Just last year, Ehrlich compared human population growth to the spread of cancer, informing the Guardian, "It is a near certainty in the next few decades, and the risk is increasing continually as long as perpetual growth of the human enterprise remains the goal of economic and political systems ... As I've said many times, 'perpetual growth is the creed of the cancer cell.'"

Once anti-humanism had infected the environmental movement, it soon spread through the political Left. Robert Zubrin's book Merchants of Despair gives an overview of the Left's reversal of its traditional commitment to advancing the human condition, in favor of a project that viewed humanity as a plague upon the Earth:

Instead of The Grapes of Wrath, they carried copies of The Population Bomb ... Instead of "Stop the War," their buttons read "Stop at two" [children]; instead of "Power to the people," their slogan was "People pollute."

These environmentally-concerned anti-natalists believe that a world without humans, or with significantly fewer of them, would eventually revert to a pollution-free paradise with abundant natural resources. As one human extinction proponent put it just last month in a letter to his local paper, "In approximately 20,000 years after human extinction, this magnificent resistant biosphere will return to its perfection." If humanity fails to reduce its numbers, extinction proponents fear resource shortages and environmental catastrophe. "How could anybody," an official Vhemt member, Gwynn Mackellen, wondered aloud to the Guardian, "produce a new human when the effects of humans are very obvious, I feel, and the situation is getting worse."

These extinction advocates, however, have misunderstood the evidence about population growth's impact on the planet and its resources. The late University of Maryland economist Julian Simon rejected the idea of overpopulation as a problem. He believed that, on the contrary, more people in the world means more people to solve problems, and less resource scarcity. "There is no physical or economic reason," he wrote, "why human resourcefulness and enterprise cannot forever continue to respond to impending shortages and existing problems with new expedients that, after an adjustment period, leave us better off than before the problem arose."

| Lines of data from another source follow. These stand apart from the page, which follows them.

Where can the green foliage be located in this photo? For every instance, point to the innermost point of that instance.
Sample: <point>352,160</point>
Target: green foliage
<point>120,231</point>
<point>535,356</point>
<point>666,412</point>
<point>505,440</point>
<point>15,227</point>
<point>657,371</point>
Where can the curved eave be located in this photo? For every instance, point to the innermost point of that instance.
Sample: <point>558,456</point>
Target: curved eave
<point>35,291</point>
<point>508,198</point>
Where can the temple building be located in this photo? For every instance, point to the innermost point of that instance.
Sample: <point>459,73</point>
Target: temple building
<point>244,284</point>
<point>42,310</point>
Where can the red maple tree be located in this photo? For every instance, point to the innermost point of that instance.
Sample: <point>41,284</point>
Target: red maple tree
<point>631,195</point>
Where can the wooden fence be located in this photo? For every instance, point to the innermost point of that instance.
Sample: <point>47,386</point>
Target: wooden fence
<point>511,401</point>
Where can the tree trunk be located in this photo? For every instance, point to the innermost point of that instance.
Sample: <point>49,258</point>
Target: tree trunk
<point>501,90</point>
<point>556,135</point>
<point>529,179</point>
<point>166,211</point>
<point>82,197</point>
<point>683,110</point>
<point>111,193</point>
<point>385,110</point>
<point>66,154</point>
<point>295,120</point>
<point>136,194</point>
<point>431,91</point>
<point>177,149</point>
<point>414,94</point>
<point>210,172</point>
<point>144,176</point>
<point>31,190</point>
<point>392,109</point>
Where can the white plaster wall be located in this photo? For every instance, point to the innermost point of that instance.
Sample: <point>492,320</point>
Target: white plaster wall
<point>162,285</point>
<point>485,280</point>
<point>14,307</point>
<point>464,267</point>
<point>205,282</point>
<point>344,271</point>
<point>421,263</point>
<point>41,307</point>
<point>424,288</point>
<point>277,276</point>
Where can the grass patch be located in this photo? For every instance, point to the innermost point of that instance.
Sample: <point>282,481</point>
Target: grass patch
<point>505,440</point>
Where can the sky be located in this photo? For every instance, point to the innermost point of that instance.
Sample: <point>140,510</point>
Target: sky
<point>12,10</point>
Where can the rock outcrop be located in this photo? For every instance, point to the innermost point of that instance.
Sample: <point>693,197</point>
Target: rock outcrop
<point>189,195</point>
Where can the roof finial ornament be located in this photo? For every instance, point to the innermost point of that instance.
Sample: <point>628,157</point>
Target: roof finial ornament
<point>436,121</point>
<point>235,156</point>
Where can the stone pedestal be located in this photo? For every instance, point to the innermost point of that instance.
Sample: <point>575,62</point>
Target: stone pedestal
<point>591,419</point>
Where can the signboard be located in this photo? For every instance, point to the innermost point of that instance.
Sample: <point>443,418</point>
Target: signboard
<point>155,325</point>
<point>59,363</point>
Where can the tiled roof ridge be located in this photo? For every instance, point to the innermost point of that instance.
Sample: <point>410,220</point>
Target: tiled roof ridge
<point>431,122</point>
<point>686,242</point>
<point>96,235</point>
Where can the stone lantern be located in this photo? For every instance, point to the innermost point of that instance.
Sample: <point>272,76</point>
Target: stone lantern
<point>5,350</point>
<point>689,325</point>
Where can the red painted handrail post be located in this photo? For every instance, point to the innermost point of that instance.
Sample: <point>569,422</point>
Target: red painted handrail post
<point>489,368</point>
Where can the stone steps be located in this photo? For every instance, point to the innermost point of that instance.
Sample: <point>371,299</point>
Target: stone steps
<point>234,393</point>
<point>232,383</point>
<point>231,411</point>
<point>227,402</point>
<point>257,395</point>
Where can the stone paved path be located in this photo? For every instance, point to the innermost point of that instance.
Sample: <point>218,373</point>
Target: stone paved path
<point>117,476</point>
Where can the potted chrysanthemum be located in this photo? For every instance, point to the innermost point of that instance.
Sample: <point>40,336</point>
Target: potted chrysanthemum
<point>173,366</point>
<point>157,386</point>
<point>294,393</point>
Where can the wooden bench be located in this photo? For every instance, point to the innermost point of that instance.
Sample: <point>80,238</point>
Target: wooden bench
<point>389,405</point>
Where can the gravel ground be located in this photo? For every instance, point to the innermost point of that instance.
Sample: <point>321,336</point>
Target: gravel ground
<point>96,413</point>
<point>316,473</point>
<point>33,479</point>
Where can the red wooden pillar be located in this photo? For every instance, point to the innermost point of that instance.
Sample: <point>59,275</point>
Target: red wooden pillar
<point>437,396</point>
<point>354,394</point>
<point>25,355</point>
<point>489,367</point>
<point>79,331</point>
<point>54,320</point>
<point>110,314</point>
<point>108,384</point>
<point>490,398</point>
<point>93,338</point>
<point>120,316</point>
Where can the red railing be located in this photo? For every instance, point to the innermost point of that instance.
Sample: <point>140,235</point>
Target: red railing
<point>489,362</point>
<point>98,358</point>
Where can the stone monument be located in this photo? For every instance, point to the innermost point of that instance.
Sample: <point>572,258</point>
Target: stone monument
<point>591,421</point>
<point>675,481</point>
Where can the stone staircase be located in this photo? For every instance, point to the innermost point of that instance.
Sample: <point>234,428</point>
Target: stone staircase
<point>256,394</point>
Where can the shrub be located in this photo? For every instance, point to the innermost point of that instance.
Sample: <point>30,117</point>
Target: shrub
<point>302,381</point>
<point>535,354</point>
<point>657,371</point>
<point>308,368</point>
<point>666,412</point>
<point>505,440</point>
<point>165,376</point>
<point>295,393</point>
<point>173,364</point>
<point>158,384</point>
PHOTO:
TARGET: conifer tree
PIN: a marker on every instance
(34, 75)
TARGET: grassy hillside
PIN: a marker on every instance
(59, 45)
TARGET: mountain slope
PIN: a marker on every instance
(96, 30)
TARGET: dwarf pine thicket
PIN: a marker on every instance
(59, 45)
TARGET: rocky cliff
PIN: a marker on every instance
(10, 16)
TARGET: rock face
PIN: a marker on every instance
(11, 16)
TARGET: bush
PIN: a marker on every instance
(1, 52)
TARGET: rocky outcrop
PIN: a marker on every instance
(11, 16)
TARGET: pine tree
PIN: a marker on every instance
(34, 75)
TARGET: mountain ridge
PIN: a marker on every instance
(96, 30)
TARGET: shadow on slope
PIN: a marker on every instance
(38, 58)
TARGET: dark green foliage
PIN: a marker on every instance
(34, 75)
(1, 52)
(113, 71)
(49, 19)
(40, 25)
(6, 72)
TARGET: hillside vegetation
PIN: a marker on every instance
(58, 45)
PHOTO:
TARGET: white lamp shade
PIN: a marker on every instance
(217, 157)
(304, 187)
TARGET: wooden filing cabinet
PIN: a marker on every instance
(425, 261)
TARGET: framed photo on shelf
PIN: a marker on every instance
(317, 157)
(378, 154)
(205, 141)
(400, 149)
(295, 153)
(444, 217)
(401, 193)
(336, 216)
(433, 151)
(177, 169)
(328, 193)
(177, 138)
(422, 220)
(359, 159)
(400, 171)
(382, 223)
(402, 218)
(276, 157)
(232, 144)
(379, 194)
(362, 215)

In his 1981 book The Ultimate Resource, Simon argued that humans are intelligent beings, capable of innovating their way out of shortages through greater efficiency, increased supply, or development of substitutes. Humans, with their inventive potential, are themselves, in Simon's phrase, "The Ultimate Resource." A growing population produces more ideas. More ideas lead to more innovations and more innovations can improve productivity. That higher productivity then translates into more resources to go around and better standards of living.

In 1980, Simon made a bet with Ehrlich. Ehrlich would choose a "basket" of raw materials that he expected to become more scarce in the coming years. At the end of a specified time period, if the inflation-adjusted price of the basket was higher than at the beginning of the period, that would indicate the materials had indeed become scarcer and Ehrlich would win the wager; if the price was lower, that would mean the resources had instead become more abundant, and Simon would win. The stakes would be the ultimate price difference of the basket at the beginning and end of the time period. Simon ultimately won, and Ehrlich duly sent him a check for the price difference.

New research, inspired by the Ehrlich-Simon wager, has further confirmed that, contrary to the anti-humanists' claims, population growth goes hand-in-hand with more abundant resources. Consider the amount of time it takes an average worker to earn enough to buy a basket of common commodities--the "time-price" of those items. The Simon Abundance Index found that between 1980 and 2017, "the time-price of our basket of 50 basic commodities declined by 0.934 percent for every one percent increase in population. That means that every additional human being born on our planet seems to be making resources proportionately more plentiful for the rest of us."

It's the rare lunacy where simply to continue your own existence demonstrates hypocrisy.